Par ailleurs, ce gouvernement aurait dû avoir l’ingénieuse idée, en conséquence de la confiance votative, de se dire que la loi sur l’état d’urgence a dépassé la durée normale de l’exception sanitaire, comme l’ont fait tous les Etats pour lesquels le Droit est une limite fondamentale à l’abus et aux interprétations fallacieuses. Il n’en pas été ainsi. Bien au contraire, ce nouvel Exécutif donne la preuve symbolique que rien ne changera dans les cinq ans à venir, à moins d’une telle rupture qu’il pourrait être renvoyé là où les chimères sont prises pour argent comptant.

Il est temps que là où se prend la décision publique on comprenne que le citoyen n’est pas ignorant des limites au-delà desquelles une gouvernance se trouve hors la loi. Ce n’est pas parce que les Marocains ont accepté de se soumettre à tous les interdits, sous prétexte de sécurité sanitaire, qu’ils vont éternellement gober tous les errements et comportements de l’autorité publique.
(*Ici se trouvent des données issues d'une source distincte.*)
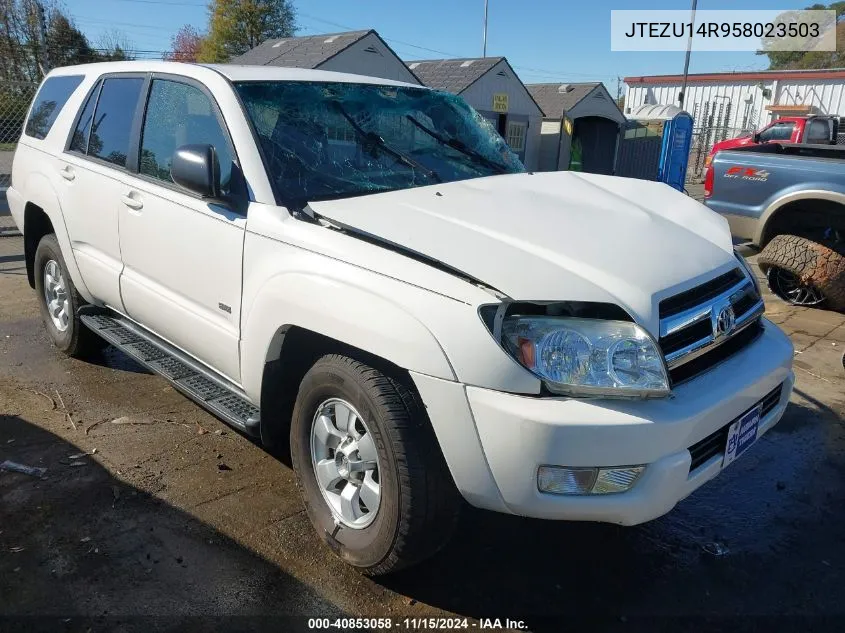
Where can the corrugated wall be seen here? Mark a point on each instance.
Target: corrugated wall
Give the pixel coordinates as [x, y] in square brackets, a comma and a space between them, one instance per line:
[747, 103]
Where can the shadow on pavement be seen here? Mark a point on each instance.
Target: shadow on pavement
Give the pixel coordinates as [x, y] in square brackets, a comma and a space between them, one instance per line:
[82, 550]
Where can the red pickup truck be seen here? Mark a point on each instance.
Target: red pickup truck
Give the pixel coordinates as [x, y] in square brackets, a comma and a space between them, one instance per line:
[816, 130]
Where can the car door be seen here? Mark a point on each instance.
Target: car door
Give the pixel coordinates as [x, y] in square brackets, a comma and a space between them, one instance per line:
[93, 170]
[182, 255]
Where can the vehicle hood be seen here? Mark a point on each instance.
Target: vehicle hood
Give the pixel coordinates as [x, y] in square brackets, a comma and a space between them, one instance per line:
[553, 236]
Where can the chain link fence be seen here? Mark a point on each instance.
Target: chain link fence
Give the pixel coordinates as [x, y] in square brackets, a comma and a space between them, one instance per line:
[15, 98]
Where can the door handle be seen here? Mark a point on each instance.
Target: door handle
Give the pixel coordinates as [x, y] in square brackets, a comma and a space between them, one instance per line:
[132, 202]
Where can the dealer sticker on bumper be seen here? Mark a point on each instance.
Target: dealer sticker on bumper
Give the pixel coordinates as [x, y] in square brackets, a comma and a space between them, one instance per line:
[741, 435]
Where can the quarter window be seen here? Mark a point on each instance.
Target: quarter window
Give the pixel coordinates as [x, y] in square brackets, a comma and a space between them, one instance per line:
[79, 141]
[112, 126]
[180, 114]
[49, 101]
[516, 136]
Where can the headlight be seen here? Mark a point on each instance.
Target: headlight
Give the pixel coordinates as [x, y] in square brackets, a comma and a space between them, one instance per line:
[587, 357]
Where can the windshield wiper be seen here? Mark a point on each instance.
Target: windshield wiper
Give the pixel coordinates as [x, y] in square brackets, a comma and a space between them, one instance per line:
[375, 139]
[460, 146]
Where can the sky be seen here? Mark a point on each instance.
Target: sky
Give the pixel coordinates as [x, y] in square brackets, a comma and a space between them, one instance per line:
[544, 40]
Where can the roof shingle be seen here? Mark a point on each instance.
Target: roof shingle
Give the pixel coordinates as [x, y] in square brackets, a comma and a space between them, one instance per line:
[553, 99]
[299, 52]
[452, 75]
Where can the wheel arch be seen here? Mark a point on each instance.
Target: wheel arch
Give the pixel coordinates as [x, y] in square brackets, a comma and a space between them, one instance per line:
[43, 211]
[297, 317]
[293, 351]
[813, 205]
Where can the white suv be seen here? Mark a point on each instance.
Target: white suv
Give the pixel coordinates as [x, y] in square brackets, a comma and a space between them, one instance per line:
[362, 271]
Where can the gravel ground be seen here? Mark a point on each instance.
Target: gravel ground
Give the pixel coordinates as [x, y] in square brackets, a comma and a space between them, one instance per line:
[176, 520]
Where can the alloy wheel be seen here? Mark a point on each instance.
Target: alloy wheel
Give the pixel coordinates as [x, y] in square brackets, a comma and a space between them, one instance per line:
[56, 295]
[345, 462]
[789, 287]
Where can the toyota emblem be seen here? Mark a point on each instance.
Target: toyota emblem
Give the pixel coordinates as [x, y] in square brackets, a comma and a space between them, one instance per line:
[725, 322]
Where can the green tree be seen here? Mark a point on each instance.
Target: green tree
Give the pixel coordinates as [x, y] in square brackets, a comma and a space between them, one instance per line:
[798, 60]
[66, 44]
[235, 26]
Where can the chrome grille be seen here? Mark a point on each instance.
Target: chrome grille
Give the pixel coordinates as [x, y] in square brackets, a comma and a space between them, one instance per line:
[696, 322]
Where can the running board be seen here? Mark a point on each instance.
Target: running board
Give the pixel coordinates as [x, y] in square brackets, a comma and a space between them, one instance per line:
[215, 394]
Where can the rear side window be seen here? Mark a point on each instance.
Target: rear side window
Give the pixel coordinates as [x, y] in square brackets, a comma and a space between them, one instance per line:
[818, 131]
[777, 132]
[112, 125]
[49, 101]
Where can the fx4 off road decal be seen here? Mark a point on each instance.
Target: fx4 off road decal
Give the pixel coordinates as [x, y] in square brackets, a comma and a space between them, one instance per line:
[747, 173]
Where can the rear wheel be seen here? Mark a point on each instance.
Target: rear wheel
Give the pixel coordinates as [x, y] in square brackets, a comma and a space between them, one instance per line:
[803, 272]
[374, 482]
[60, 302]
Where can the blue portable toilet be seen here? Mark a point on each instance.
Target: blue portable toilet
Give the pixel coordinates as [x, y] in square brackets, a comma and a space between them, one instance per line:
[672, 128]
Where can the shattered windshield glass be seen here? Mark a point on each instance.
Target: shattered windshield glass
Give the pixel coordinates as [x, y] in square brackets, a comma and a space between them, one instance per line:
[335, 140]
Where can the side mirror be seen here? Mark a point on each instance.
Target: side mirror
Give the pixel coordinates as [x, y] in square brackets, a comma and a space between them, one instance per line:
[197, 169]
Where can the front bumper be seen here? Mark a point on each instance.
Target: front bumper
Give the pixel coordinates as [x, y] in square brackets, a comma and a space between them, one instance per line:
[518, 434]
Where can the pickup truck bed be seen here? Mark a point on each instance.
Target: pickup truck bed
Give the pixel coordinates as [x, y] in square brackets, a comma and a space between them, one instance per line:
[778, 188]
[790, 201]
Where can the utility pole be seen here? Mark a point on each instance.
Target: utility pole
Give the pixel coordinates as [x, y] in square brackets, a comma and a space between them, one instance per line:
[41, 16]
[484, 53]
[683, 95]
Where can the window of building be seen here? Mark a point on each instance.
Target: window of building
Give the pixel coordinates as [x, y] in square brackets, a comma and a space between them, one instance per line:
[516, 135]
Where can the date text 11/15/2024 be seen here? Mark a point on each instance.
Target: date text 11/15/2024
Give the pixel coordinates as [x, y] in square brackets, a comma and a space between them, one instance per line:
[416, 624]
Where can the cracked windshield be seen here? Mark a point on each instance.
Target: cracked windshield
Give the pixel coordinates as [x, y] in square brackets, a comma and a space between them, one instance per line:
[335, 140]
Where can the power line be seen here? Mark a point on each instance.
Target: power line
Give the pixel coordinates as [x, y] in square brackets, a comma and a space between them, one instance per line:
[172, 4]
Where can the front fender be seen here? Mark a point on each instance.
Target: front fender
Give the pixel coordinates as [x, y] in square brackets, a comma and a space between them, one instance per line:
[355, 315]
[39, 190]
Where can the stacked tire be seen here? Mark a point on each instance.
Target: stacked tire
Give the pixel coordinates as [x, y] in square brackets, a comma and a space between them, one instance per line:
[815, 265]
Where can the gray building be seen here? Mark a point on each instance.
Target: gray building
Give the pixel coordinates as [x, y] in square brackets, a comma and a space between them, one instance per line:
[582, 116]
[356, 52]
[492, 87]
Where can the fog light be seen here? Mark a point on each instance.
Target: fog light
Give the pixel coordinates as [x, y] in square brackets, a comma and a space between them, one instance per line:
[560, 480]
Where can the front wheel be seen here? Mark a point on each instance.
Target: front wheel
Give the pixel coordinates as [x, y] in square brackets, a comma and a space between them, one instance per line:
[59, 302]
[374, 482]
[803, 272]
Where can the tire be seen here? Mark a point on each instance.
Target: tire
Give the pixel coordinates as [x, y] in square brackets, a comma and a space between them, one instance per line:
[815, 265]
[75, 340]
[419, 503]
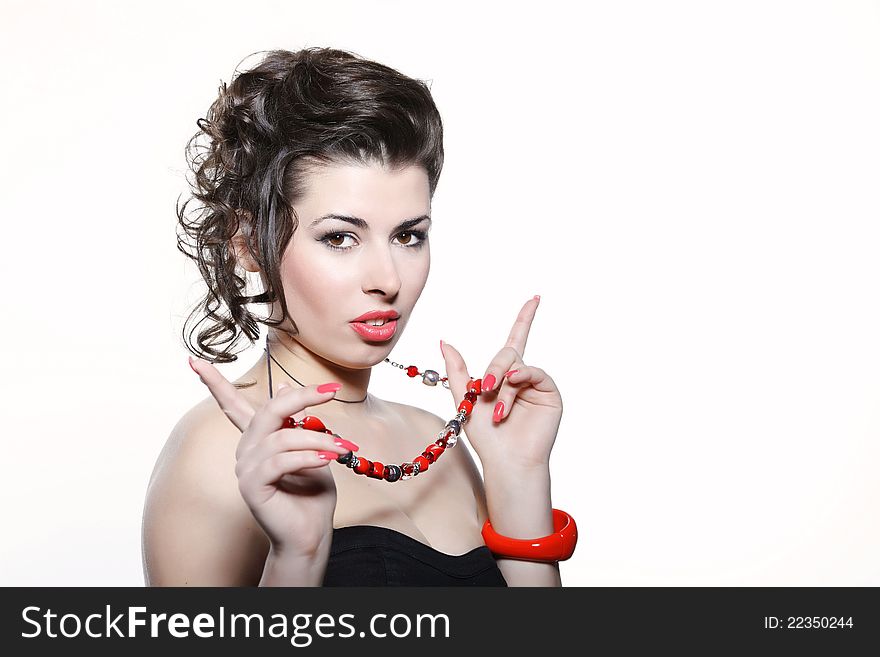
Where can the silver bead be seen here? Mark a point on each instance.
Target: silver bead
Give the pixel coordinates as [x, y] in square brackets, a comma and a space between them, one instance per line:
[415, 470]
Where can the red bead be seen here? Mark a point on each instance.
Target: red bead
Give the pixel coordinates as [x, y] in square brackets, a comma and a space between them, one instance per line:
[313, 424]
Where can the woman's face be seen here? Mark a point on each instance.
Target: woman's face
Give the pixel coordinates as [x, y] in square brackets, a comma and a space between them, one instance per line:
[371, 254]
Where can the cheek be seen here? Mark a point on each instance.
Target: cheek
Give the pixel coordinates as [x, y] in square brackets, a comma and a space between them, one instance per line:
[312, 281]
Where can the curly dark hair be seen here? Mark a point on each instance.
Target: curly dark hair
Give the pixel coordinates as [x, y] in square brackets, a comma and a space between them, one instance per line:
[265, 131]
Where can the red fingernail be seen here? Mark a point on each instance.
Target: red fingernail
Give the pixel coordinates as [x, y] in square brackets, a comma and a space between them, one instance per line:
[342, 442]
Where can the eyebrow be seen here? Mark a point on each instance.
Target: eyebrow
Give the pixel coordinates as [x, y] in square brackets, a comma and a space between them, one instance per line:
[360, 223]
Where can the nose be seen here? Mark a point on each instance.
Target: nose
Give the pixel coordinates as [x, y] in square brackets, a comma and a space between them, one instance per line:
[381, 275]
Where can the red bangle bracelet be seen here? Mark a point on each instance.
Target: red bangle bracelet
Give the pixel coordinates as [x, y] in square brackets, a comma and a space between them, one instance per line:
[557, 546]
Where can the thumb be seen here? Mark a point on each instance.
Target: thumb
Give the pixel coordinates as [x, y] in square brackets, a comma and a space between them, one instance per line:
[456, 371]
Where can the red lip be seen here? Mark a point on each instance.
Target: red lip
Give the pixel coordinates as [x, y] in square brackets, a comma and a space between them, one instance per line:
[378, 314]
[376, 333]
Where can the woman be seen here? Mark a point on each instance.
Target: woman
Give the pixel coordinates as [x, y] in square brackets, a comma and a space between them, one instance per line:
[318, 178]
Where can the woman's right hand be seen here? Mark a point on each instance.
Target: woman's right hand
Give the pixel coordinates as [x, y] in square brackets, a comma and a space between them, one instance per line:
[282, 473]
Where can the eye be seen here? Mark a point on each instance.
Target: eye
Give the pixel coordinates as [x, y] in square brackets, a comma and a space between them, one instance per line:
[336, 241]
[418, 234]
[328, 240]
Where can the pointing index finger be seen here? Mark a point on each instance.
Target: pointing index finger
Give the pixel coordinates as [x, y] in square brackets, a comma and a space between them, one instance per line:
[519, 334]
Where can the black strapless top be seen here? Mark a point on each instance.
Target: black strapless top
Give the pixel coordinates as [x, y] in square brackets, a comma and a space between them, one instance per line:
[366, 555]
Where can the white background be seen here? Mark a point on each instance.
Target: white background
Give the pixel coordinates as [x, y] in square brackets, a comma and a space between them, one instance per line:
[692, 187]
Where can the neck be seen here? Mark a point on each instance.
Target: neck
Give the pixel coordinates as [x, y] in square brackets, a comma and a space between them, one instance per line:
[308, 368]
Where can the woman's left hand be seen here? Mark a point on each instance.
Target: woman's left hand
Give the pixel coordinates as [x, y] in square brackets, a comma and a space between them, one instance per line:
[515, 423]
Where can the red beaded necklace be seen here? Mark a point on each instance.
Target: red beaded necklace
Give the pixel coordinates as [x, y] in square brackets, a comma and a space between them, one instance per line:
[446, 439]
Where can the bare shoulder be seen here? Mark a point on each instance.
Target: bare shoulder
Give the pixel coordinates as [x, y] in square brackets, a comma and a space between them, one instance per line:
[197, 530]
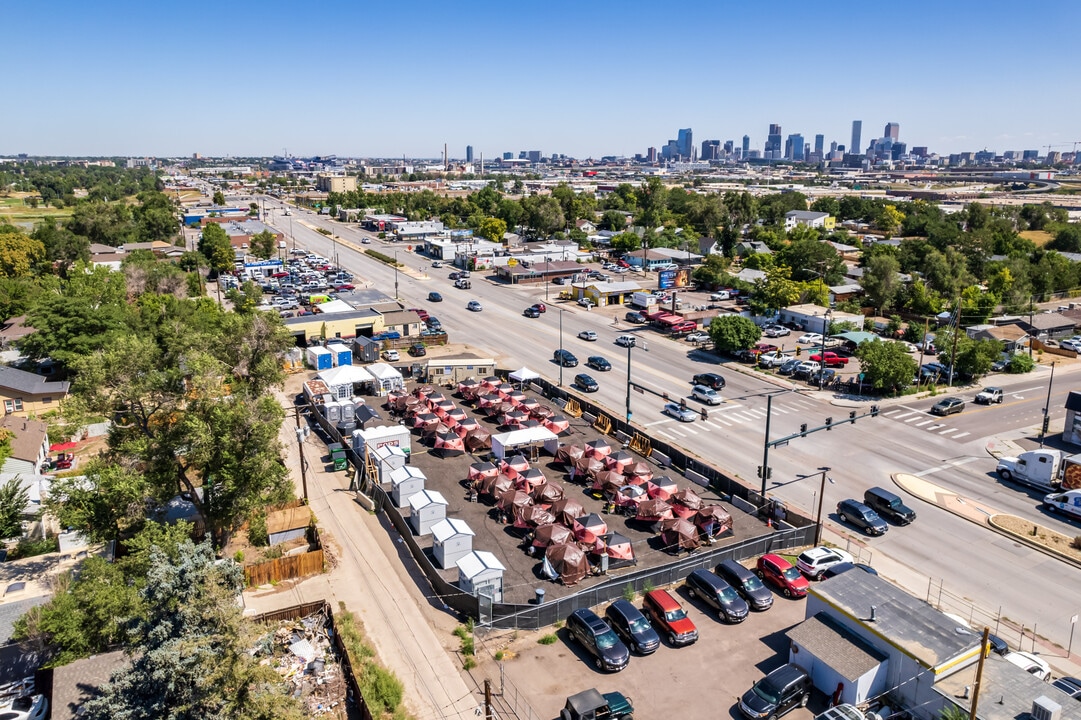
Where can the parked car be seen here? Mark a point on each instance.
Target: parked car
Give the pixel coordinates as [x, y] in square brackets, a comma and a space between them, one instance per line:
[718, 595]
[777, 693]
[632, 626]
[711, 381]
[988, 396]
[814, 562]
[597, 362]
[746, 583]
[565, 358]
[832, 359]
[775, 570]
[889, 505]
[669, 618]
[707, 395]
[856, 514]
[586, 383]
[598, 639]
[948, 405]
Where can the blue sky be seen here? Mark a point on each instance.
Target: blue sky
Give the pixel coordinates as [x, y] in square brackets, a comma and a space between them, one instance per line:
[586, 78]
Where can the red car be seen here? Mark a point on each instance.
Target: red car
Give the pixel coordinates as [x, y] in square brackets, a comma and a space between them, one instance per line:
[783, 574]
[668, 617]
[832, 359]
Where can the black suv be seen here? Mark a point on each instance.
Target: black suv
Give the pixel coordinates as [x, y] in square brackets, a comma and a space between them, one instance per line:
[783, 690]
[889, 505]
[711, 381]
[599, 640]
[564, 358]
[856, 514]
[631, 625]
[718, 595]
[746, 583]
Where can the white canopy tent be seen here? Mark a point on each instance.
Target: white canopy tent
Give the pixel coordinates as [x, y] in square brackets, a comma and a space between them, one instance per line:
[507, 443]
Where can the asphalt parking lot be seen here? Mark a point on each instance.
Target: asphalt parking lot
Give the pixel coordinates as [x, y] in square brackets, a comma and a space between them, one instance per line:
[702, 680]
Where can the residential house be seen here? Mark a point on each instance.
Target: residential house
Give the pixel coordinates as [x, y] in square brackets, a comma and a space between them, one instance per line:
[810, 218]
[25, 392]
[29, 445]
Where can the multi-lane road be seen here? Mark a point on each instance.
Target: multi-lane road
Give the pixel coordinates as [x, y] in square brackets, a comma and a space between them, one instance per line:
[970, 560]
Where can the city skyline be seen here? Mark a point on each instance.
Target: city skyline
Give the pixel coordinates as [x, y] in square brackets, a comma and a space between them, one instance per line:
[132, 79]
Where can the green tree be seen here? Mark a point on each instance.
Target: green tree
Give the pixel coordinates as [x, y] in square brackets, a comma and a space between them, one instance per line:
[104, 503]
[264, 244]
[215, 247]
[191, 657]
[732, 333]
[881, 282]
[13, 501]
[885, 365]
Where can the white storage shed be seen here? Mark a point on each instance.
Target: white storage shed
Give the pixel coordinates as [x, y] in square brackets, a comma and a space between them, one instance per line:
[405, 482]
[426, 508]
[452, 540]
[481, 573]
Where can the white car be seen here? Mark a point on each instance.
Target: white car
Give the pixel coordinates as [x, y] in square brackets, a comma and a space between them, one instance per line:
[817, 560]
[1030, 663]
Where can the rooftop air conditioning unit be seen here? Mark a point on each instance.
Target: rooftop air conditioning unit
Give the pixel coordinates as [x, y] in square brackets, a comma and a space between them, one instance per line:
[1044, 708]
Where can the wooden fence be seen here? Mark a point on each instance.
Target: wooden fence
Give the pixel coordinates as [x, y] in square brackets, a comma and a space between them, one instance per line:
[279, 569]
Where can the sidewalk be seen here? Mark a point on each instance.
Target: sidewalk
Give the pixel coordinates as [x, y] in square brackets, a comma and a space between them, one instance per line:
[373, 582]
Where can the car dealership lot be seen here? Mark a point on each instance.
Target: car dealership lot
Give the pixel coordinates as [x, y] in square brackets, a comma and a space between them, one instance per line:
[702, 680]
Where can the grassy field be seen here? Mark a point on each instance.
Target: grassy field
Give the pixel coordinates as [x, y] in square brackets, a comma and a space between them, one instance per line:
[1039, 237]
[16, 212]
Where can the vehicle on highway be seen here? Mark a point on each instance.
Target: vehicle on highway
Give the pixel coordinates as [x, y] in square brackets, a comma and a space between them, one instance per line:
[856, 514]
[814, 562]
[718, 595]
[669, 617]
[591, 705]
[565, 358]
[775, 331]
[1029, 663]
[598, 639]
[889, 505]
[707, 395]
[775, 570]
[632, 626]
[746, 583]
[782, 691]
[832, 359]
[586, 383]
[948, 405]
[1068, 503]
[711, 381]
[682, 413]
[597, 362]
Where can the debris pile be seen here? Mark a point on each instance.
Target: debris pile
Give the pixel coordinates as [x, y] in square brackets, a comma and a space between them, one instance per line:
[302, 652]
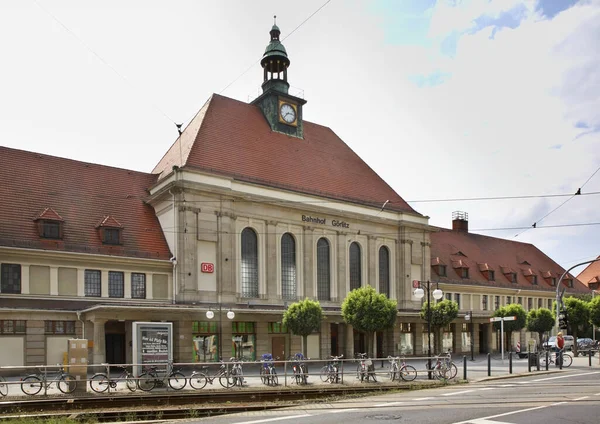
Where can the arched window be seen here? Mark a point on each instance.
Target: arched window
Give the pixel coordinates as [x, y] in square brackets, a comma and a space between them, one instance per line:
[355, 266]
[323, 271]
[288, 267]
[249, 263]
[384, 271]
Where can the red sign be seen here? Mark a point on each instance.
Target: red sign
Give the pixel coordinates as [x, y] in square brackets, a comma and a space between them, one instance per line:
[207, 267]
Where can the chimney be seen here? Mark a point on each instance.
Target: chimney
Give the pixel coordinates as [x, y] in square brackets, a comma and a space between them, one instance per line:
[460, 221]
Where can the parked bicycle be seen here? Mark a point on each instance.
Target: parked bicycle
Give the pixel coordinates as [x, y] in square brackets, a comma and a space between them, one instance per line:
[550, 358]
[100, 382]
[33, 383]
[401, 371]
[268, 374]
[299, 369]
[199, 379]
[331, 372]
[444, 368]
[365, 369]
[151, 378]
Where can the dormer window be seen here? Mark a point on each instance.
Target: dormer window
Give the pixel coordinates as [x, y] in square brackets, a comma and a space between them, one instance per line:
[50, 224]
[111, 231]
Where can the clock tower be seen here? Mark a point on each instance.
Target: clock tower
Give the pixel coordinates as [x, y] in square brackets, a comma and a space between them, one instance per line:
[282, 110]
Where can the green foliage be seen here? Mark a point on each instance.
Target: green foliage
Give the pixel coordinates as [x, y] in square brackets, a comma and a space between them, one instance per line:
[594, 311]
[514, 309]
[442, 313]
[369, 311]
[540, 321]
[303, 317]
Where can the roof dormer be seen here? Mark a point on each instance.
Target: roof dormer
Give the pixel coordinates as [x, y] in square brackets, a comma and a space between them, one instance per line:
[50, 224]
[110, 231]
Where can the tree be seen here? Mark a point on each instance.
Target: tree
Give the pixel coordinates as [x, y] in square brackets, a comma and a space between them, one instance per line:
[368, 311]
[513, 309]
[539, 321]
[579, 316]
[442, 314]
[302, 318]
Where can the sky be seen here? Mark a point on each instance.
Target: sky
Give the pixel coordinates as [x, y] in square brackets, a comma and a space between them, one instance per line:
[444, 99]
Car, celle-ci n’est autorité légitime justement que par sa lecture adroite et non-préjudicielle aux pratiques légales. Et, avec ce pass vaccinal, les limites conventionnelles sont largement dépassées.

Il est temps de rectifier le tir, revenir à une lecture habile de la loi et mettre le Droit au service du citoyen et non à le manipuler selon les circonstances. Dans tous les cas de figure, nous sommes vraiment très mal logés avec un gouvernement dont les partis locomotives n’ont pas forcément une vision audible et clairvoyante des règles élémentaires de la démocratie par le bas.